I heard that if you're under the bridge in the water, you're legal? Just wanting alittle information before setting some bridges around here. I work at a restraunt in town and I know a trapper and his wife and I asked about this. They use to run tons of roadside traps and she replied if your under the bridge or in the water that you're legal can be.

Any Michigan Roadside trappers care to shine some light on this matter? Thanks for your time


----------



## Linda G. (Mar 28, 2002)

This one needs to be directed to Boehr for verification, but up north, where things are much more laid back and people tend to appreciate trappers more, the road commissions told us that there is a 33 foot easement from the center stripe of any county or state maintained road (not private roads) in either direction, and that we could place our traps anywhere within that easement (except on the road of course).

So that's what we've done-we've got more than 20 water sets out right now. No one has even seen them-unless you mark them really well, chances are this woman won't, either. Chances are good she doesn't even know what a water set looks like. 
DO make sure you're legal in every respect, that you're using the right size traps, that they are tagged with your personal id, and that you check them as required by law.

I would only use footholds that ***** have to step in the water to get into-that way, you won't catch her cats. For mink and rats, I'd use 110 coni's IN THE WATER.


I would go out of my way to check them when you are least likely to run into this woman again-avoid causing a scene, or provoking her any further. 

If your traps disappear, document whatever evidence you find as well as you can with photos, ie., tracks to the set, then call the cops. 

Good luck and have fun-there are waaay too many ***** out there. You should do very well.


----------



## James Dymond (Feb 23, 2002)

I think you need permission, the road commission does not make the trapping laws. I could say more but will wait for an answer from a CO.
Jim


----------



## Linda G. (Mar 28, 2002)

but the road commission confirmed this with the sheriff's department when we asked that question, since we were nuisance trapping for beaver at the time. Now, we're only talking about water sets here. The sheriff told us to go for it, with the special permit from the road commission for out of season trapping.


----------



## michigan (Dec 4, 2003)

Not every road has a 66 ft. right-of- way. Even those that do you will find that the adjacent landowner will maintain that he pays property taxes to the ctr. of the road (and he does) and in which case can give you tons of trouble. As for the legality of bridge trapping I don't know but would certainly like to, 
I trap private property but have spoken to enough road trappers to know that theft is a big problem.
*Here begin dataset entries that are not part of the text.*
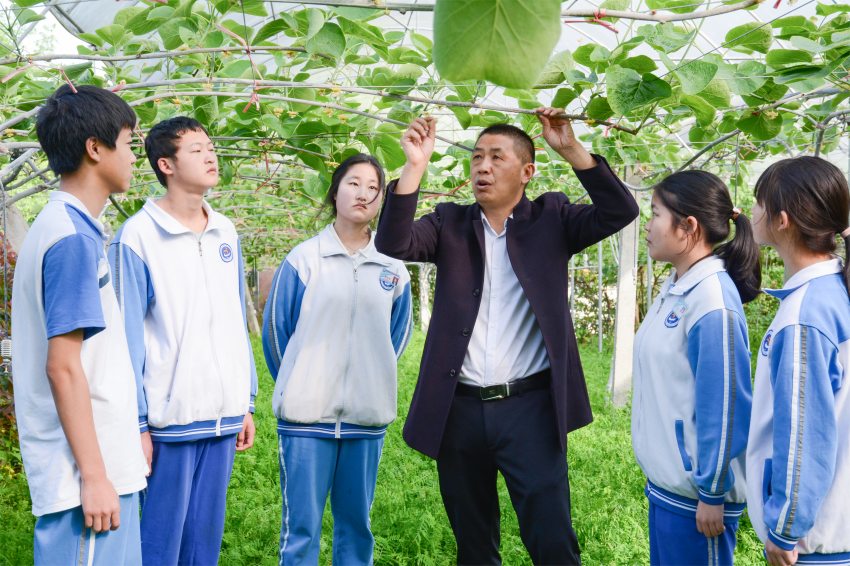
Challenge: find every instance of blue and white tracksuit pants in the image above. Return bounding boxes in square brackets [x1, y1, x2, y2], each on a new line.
[34, 492, 142, 566]
[278, 434, 383, 566]
[140, 435, 237, 566]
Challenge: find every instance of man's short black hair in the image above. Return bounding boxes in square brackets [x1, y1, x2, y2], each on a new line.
[145, 116, 209, 187]
[36, 84, 137, 175]
[476, 123, 535, 164]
I would like to think that its not fellow trappers but anti's and ornery landownes.


----------



## bogwalker (Aug 5, 2002)

Hey...in Michigan the landowner owns the land under the water and you can fish it but you cant hunt or trap on it.


----------



## SuperSeal110 (Dec 6, 2003)

How can you own water? Always been told that no one owns water. I need to call the DNR tomorrow and ask and I'm going to e-mail them about this to see what info they have for me. Thanks for all the replys guys.

Mike


----------



## michigan (Dec 4, 2003)

I think thats right. Seems like I have heard that yrs. ago. Its not ownership of the water thats in question here, as you say you can't own water. You have to think of the water rising and receding exposing more or less land. Keeping in mind that the land is private property and your trap is on the land I believe you are in fact.....trespassing. I still wonder about the right-of-way at the bridge. Has the land owner given the state,or county a 'right-of-way' and still retains ownership? I believe so, as I mentioned earlier we pay properrty taxes to the center of the road.


----------



## Bubba Jr. (May 9, 2003)

As far as I can tell you have no legal right to trap by the bridge, or any stream that borders a road. Unless the land is public land. If I am not mistaken property owners own to the center of the road. At the top of page 43 (of the 2003 MI. hunting and trapping guide), also page 14 (2nd paragraph) I believe it covers what you need to know. After reading that I wouldn't trap there.


----------



## SuperSeal110 (Dec 6, 2003)

I e-mailed the DNR tonight asking if it's legal or not. Tomorrow i'm calling them. 

I got one of those plot books anyhow to tell who own what land and how much they own. Has everyone's # in it. I'll try that too.


----------



## Dave Lyons (Jun 28, 2002)

Well I have had this question mant times. But you as a trapper/hunter don't have the right to roadside bridge trapping without the landowner permission. But you have access to fish it, sorry I don't understand that one, but just get the permission and set away.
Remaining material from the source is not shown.